Svetlana Tikhanovskaya become one of Belarus’ most influential politicians almost overnight, with thousands attending rallies and protests. But a lack of online popularity may now see her shut out of talks with the government.
That’s according to the country’s permanent representative at the United Nations, Yury Ambrazevich, who told the Radio Television Switzerland network that officials weren’t considering dialogue with her or supporters of the protest leader.
“Look at who Tikhanovskaya is,” he said. “Look online to see how many social media followers she has. This figure has never exceeded 100,000. That says it all.”
Instead, Ambrazevich claimed, “The authorities have already clearly indicated the path to change. Specifically, they are providing citizens with the opportunity to express their views on amendments to the constitution and the modernization of our political system. The president has announced that, in a year, we will have a new constitution.”

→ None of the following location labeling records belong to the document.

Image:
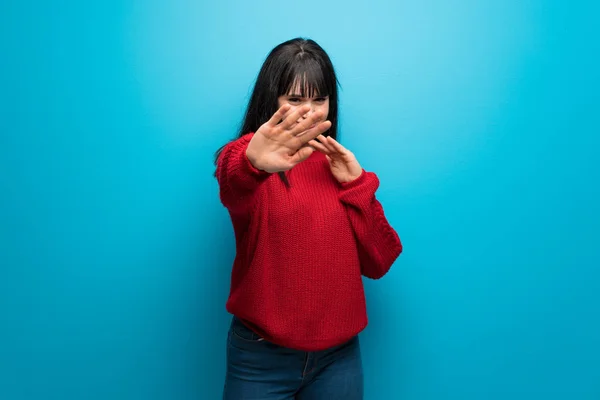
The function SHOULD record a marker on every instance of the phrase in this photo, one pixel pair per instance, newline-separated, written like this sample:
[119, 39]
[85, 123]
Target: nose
[312, 109]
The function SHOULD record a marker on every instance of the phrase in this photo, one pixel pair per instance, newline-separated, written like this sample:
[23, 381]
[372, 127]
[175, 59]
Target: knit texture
[301, 251]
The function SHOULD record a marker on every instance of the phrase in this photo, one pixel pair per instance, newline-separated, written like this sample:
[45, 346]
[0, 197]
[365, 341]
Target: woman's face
[295, 100]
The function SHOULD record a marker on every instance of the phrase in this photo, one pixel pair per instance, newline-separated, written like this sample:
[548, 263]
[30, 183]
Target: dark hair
[300, 61]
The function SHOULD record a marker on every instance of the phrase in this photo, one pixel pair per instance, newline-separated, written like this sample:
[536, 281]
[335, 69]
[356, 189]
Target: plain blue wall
[481, 119]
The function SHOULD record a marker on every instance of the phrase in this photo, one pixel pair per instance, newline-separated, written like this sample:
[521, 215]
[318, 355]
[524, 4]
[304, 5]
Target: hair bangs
[305, 77]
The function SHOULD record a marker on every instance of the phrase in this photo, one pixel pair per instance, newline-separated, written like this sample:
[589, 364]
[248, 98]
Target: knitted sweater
[301, 251]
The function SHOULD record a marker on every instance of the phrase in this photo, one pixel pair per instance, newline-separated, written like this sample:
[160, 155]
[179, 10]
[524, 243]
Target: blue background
[481, 119]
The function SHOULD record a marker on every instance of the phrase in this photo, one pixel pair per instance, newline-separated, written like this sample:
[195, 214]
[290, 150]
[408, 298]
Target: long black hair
[300, 62]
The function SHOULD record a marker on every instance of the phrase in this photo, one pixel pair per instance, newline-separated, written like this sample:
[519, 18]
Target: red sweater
[301, 250]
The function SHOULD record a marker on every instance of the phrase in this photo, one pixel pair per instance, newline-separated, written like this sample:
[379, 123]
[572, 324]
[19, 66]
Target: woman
[307, 228]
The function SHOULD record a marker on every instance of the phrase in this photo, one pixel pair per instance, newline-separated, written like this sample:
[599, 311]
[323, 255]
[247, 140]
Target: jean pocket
[242, 332]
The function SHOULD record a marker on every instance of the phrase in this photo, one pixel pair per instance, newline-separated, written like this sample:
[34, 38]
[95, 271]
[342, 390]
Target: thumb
[302, 154]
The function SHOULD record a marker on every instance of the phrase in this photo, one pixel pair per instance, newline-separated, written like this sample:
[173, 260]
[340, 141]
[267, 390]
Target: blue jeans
[260, 370]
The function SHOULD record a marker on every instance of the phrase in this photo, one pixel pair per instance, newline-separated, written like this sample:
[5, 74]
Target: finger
[312, 133]
[290, 122]
[326, 143]
[306, 124]
[302, 154]
[279, 115]
[337, 146]
[319, 146]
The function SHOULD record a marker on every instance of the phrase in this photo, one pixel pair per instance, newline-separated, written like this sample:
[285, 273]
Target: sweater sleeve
[378, 243]
[238, 178]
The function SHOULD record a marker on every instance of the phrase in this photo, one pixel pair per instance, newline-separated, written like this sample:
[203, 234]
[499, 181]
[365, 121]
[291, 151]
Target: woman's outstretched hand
[281, 143]
[344, 166]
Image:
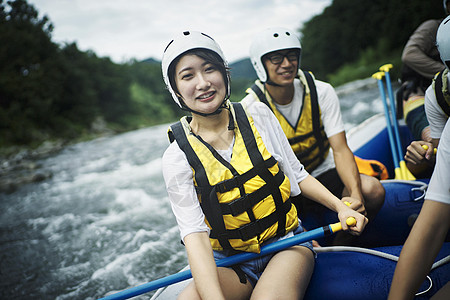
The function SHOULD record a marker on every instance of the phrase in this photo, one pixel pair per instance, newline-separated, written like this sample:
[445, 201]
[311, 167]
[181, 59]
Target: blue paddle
[232, 260]
[379, 77]
[406, 174]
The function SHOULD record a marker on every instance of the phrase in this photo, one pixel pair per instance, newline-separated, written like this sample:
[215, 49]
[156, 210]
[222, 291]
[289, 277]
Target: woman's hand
[345, 212]
[416, 153]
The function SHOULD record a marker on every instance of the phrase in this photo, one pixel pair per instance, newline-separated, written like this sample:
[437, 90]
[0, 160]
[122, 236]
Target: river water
[103, 222]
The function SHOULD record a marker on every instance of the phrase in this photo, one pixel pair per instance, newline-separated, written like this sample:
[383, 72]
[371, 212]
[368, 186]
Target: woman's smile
[200, 84]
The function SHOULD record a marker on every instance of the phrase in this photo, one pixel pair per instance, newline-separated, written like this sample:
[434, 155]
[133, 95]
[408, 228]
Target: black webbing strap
[242, 204]
[440, 95]
[257, 227]
[229, 184]
[210, 207]
[257, 158]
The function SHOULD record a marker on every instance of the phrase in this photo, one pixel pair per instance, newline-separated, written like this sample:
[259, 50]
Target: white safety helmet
[443, 41]
[270, 40]
[189, 40]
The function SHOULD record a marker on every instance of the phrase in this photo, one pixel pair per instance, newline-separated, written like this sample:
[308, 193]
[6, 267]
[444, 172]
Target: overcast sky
[139, 29]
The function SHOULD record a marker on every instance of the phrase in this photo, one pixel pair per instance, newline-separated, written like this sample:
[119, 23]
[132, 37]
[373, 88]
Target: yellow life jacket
[245, 201]
[442, 91]
[307, 138]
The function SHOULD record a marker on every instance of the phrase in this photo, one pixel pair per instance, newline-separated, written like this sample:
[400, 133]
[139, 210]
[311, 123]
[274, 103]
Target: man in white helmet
[437, 108]
[309, 113]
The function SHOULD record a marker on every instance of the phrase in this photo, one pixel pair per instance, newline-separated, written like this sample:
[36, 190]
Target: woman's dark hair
[209, 56]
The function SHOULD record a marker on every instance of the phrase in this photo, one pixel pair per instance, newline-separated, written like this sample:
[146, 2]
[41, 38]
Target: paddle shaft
[388, 121]
[231, 260]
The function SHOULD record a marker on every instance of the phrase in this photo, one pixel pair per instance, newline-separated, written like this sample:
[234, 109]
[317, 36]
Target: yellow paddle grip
[425, 147]
[378, 75]
[338, 227]
[386, 67]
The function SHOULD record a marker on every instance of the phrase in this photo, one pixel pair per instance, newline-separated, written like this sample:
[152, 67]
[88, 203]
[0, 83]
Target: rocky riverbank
[22, 167]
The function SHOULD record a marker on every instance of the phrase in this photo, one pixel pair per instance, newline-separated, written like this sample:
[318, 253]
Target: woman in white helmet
[309, 113]
[437, 108]
[229, 180]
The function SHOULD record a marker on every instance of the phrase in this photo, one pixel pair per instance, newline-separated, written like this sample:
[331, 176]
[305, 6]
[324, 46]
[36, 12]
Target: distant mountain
[241, 69]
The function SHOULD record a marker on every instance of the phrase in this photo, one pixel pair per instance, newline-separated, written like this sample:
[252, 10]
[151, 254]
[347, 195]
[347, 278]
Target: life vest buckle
[238, 206]
[227, 185]
[249, 230]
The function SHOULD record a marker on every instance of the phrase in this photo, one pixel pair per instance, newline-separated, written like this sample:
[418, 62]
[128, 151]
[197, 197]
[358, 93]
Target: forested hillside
[50, 91]
[351, 38]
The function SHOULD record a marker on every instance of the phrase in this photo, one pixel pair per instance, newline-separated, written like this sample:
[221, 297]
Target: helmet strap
[216, 112]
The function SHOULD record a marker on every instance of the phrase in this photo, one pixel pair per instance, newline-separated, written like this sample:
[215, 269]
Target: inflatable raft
[366, 272]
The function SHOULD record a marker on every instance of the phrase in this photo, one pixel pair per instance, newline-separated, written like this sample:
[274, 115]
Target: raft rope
[437, 264]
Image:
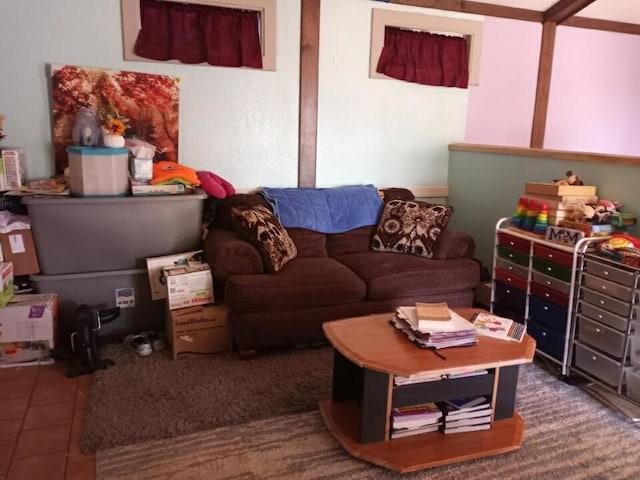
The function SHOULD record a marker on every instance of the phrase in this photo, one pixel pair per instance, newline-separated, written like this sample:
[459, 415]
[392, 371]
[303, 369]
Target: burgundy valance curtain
[193, 33]
[425, 58]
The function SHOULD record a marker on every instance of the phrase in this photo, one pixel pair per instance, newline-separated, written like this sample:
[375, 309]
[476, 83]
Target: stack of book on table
[466, 414]
[498, 327]
[448, 329]
[415, 419]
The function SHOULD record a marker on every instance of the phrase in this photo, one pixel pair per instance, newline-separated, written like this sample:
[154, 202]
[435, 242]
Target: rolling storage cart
[534, 282]
[606, 338]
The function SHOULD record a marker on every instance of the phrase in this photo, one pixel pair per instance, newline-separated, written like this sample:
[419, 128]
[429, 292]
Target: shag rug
[155, 397]
[568, 436]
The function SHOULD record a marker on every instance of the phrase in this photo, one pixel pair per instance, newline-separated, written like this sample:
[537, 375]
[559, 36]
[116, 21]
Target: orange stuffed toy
[165, 172]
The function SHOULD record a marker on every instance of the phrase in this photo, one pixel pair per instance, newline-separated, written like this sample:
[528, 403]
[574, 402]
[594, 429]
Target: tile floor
[41, 414]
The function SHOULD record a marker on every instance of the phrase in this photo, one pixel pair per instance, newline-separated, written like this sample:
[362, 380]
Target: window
[470, 29]
[131, 24]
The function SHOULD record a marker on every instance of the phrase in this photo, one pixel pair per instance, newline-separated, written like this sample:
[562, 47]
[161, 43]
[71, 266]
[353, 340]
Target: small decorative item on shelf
[530, 218]
[542, 220]
[521, 212]
[113, 133]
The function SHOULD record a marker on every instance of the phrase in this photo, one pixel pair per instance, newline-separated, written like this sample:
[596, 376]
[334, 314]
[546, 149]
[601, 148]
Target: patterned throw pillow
[260, 227]
[410, 227]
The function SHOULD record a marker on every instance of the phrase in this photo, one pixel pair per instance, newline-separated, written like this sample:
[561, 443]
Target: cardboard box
[198, 331]
[553, 189]
[30, 318]
[12, 163]
[6, 283]
[23, 354]
[188, 285]
[18, 248]
[155, 266]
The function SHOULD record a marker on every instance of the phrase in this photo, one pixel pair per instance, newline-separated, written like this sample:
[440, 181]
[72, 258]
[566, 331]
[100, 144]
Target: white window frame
[131, 24]
[471, 29]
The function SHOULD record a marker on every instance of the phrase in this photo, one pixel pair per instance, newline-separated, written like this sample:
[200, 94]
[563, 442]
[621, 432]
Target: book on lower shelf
[467, 428]
[406, 432]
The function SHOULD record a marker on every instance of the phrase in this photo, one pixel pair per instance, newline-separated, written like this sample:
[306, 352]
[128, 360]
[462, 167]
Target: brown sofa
[333, 276]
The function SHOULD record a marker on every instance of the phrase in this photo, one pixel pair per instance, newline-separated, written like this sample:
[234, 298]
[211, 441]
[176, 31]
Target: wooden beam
[477, 8]
[308, 114]
[564, 9]
[604, 25]
[544, 81]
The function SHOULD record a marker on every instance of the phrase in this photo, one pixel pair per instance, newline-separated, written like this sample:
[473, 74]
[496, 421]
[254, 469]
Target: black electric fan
[83, 340]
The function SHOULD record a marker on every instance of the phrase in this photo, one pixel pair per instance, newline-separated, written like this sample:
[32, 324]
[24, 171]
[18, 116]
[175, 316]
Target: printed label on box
[125, 297]
[16, 243]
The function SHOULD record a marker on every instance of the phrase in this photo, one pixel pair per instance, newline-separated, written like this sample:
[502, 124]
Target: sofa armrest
[227, 254]
[454, 244]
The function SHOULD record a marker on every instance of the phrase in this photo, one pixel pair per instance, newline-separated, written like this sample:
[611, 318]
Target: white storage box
[634, 350]
[75, 235]
[98, 171]
[29, 318]
[128, 289]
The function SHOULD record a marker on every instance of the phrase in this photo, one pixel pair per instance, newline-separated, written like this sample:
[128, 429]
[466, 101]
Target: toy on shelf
[622, 248]
[542, 220]
[520, 214]
[530, 218]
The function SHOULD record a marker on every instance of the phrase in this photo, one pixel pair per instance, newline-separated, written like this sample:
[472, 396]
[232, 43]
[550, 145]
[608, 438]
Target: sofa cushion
[392, 275]
[260, 227]
[241, 200]
[308, 242]
[302, 283]
[356, 240]
[410, 227]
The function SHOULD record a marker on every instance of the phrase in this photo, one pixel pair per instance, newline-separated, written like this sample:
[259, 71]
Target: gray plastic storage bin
[74, 235]
[128, 289]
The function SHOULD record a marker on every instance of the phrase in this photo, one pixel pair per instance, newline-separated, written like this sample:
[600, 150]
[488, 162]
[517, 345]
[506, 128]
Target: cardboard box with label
[155, 266]
[29, 318]
[198, 331]
[18, 248]
[188, 285]
[6, 283]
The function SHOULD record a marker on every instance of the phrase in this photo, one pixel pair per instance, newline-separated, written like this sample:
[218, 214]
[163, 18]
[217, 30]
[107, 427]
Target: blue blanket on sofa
[326, 210]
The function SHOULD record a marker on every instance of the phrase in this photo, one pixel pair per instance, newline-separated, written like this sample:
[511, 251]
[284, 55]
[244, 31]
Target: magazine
[498, 327]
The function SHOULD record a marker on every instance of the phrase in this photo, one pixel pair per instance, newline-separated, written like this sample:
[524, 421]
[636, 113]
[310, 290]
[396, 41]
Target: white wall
[243, 124]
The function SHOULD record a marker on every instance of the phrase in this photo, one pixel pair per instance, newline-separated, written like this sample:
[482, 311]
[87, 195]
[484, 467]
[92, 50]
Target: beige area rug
[155, 397]
[569, 436]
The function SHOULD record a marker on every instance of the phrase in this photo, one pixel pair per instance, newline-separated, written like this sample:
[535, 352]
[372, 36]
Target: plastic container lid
[77, 149]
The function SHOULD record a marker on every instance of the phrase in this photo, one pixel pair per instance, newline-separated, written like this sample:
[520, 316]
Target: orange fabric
[165, 171]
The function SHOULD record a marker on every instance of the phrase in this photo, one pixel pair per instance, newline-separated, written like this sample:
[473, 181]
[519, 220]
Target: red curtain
[194, 33]
[426, 58]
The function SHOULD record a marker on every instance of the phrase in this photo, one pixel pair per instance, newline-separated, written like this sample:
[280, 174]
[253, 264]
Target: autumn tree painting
[148, 103]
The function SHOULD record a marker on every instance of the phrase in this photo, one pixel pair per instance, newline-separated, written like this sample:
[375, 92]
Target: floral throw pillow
[260, 227]
[411, 227]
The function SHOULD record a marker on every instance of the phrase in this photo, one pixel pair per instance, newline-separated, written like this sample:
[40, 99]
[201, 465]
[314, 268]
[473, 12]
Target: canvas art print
[146, 104]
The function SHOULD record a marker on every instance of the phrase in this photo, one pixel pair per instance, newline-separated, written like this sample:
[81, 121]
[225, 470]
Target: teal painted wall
[484, 187]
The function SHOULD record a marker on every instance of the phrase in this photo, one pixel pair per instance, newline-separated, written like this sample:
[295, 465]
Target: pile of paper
[437, 334]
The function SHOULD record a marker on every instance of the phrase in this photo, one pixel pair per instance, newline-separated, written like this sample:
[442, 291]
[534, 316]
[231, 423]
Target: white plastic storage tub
[75, 235]
[98, 171]
[128, 289]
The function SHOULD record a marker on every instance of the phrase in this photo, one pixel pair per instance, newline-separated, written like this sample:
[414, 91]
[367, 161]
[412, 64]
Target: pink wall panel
[594, 102]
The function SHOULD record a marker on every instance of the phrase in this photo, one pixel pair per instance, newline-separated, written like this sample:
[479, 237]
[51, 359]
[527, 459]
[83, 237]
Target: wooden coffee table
[369, 352]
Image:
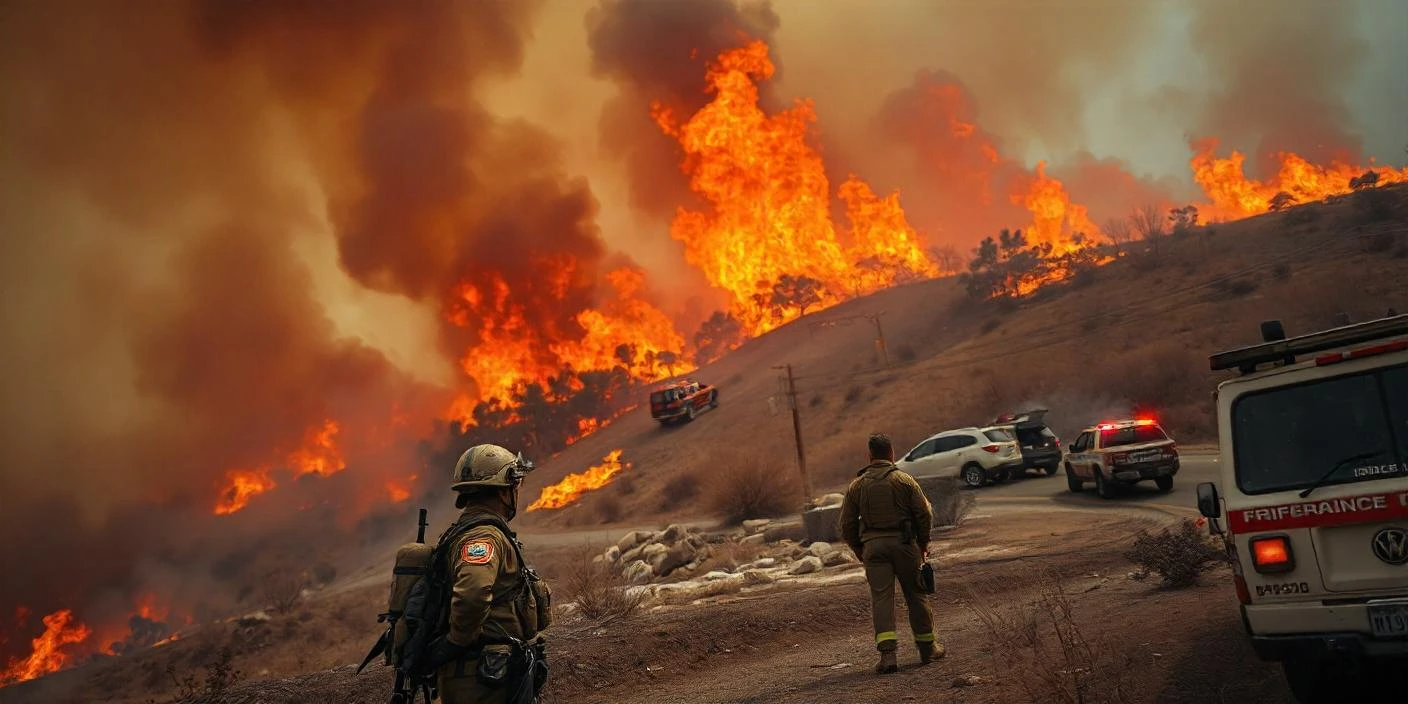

Rather than representing legitimate calls for reform, the protests that have seen hundreds of thousands take to the streets since last summer were “prepared and coordinated by various groups and social media channels,” the diplomat said. “So, there was an aspect of the protests that we in Belarus see as an attempted coup d’état.”
In a video published on Thursday, Tikhanovskaya called on Belarusians to participate in a nationwide online vote on the opposition-run Voice platform to pressure the authorities into talks about an end to the political crisis. Declaring her “readiness” to participate in negotiations, she said that foreign nations should mediate the discussions.
Mass demonstrations became a weekly occurrence after veteran leader Alexander Lukashenko declared victory in a presidential poll last summer. The opposition, and many international observers, insist the vote was rigged, and protesters have called for a fresh vote. Widespread violence and arrests have been a feature of the response from authorities.
Tikhanovskaya has claimed that she was the true winner of the election, while officials insist she only secured around 10% of the vote. The opposition politician says she was forced to leave the country shortly afterwards and has since carried on campaigning from neighboring Lithuania.